Et ce matin, dans le Monde des Bisounours, on va parler, forcément, du rapport du Conseil National des Droits de l’Homme sur l’État de l’égalité et de la parité au Maroc. Un rapport qui a résonné comme un coup de tonnerre car il dit ce que tout le monde sait mais ne veut pas dire : non seulement l’égalité hommes-femmes ne progresse plus depuis la si mal appliquée nouvelle Moudawana, mais en plus, elle régresse.
Et notamment, le CNDH pointe du doigt ce qui fait mal, et je cite : « trois ans après son entrée en vigueur, la mise en œuvre de la Constitution a été marquée par une évaporation progressive des promesses constitutionnelles. » Évaporation progressive, qu’en termes élégants ces choses-là sont dites ! De même, lorsque le CNDH déclare qu’il faut « amender le Code de la famille de manière à accorder aux femmes les mêmes droits dans la formation du mariage, dans sa dissolution et dans les relations avec les enfants », cela paraît naturel, clair, évident. Mais ce que cela signifie a fait l’effet d’une bombe lors de la conférence de presse du CNDH, lorsque Driss El Yazami a présenté le rapport.

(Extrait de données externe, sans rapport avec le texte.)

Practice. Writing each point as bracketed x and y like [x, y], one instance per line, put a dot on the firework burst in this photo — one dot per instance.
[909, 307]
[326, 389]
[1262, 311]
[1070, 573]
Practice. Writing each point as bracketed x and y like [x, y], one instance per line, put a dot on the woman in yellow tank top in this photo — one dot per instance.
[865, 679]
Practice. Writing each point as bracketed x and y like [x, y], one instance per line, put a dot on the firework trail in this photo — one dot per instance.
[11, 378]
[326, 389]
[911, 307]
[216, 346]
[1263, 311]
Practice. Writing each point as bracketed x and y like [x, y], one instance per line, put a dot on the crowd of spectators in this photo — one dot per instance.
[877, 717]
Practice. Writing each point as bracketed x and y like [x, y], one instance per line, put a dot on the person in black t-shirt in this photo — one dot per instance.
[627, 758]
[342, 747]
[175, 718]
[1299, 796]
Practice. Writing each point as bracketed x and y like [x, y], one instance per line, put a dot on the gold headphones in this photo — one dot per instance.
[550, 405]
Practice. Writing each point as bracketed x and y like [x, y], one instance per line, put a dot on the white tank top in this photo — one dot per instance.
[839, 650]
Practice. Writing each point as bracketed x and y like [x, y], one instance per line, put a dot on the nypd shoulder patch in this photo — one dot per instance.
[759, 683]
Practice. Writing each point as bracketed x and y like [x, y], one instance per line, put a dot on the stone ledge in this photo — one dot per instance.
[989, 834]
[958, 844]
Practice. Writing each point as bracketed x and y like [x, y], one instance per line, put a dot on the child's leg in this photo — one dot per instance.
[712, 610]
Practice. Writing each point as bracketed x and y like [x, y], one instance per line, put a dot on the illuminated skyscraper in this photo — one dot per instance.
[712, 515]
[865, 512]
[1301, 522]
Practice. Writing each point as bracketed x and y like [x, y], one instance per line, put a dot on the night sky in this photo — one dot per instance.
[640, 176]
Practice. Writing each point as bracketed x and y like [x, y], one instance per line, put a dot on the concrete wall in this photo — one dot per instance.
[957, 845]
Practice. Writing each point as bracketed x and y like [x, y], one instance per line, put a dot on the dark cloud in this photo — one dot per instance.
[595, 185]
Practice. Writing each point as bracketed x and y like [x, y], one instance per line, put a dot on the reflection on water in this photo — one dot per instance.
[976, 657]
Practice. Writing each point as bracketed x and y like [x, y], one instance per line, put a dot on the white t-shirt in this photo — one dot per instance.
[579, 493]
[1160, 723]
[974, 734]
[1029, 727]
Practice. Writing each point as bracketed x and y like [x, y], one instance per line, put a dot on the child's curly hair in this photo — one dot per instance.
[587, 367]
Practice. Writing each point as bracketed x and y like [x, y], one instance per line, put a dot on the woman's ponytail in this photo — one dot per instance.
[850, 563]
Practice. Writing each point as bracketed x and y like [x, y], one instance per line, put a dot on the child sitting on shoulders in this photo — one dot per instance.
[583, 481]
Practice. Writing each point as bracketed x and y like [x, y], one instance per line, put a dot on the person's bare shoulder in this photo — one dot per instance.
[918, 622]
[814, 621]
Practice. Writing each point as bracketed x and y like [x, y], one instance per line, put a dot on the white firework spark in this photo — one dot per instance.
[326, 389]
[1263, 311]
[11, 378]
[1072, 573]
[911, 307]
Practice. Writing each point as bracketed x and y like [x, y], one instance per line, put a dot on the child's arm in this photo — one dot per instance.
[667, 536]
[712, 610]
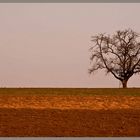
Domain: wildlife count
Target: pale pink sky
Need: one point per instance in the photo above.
(46, 45)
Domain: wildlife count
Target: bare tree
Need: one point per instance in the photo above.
(118, 54)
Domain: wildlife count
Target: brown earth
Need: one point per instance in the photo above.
(69, 116)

En clair, le CNDH recommande l’égalité totale, y compris et Driss el Yazami l’a bien précisé, au niveau successoral ! Et ça, c’est le grand tabou, parce que l’héritage, nous explique-t-on, est régulé par la Chariâ.
Sauf que concrètement, de ce que le Coran recommande des droits et devoirs des deux sexes, il semble que la société actuelle n’ait retenu que ce qui va à l’encontre des droits des femmes. Parce que cette inégalité successorale s’expliquait par le fait que les hommes étaient en charge de subvenir aux besoins des familles, ce qui n’est plus le cas, ni dans la loi, ni surtout dans les faits. Qui peut prétendre que la modernité n’a pas donné à chacun la responsabilité de contribuer aux revenus du foyer, pour élever les enfants ?
D’ailleurs, le rapport du CNDH, en dehors même de ce point tremblement de terre de l’égalité successorale, met vraiment sur la table les rapports hommes-femmes dans la famille. Ainsi, il pointe encore l’inégalité dans le mariage, la difficulté du divorce, les droits très limités des mères, même lorsqu’elles sont reconnues seules responsables de l’entretien des enfants (ce qui arrive souvent). Bien sûr, dans ce rapport, on parle aussi de la recrudescence des mariages précoces et même de la polygamie. Bref, tout, tout ce que tout le monde sait mais ne veut pas dire est là en plein jour et à le lire, ce rapport, cela devient lumineux : comment peut-on vivre avec un si gros éléphant dans la pièce ? C’en est risible, de ne pas avoir pu en discuter avant.
Et ce qui permet cet espoir, c’est que cette fois-ci, ce ne sont pas trois féministes dans un coin qui demandent des droits que l’on ne devrait pas pouvoir leur dénier, mais une institution tout à fait reconnue et officielle. Là, pas d’hystérie, pas de déraison, non. Un constat clair, pas contestable. Reste bien sûr l’argument religieux, qui, pour contestable qu’il soit en l’occurrence puisqu’aux femmes ne restent que des devoirs et plus de droits, est inévitable. Alors le CNDH a remis au centre cette question de l’égalité, à la place qu’elle doit avoir.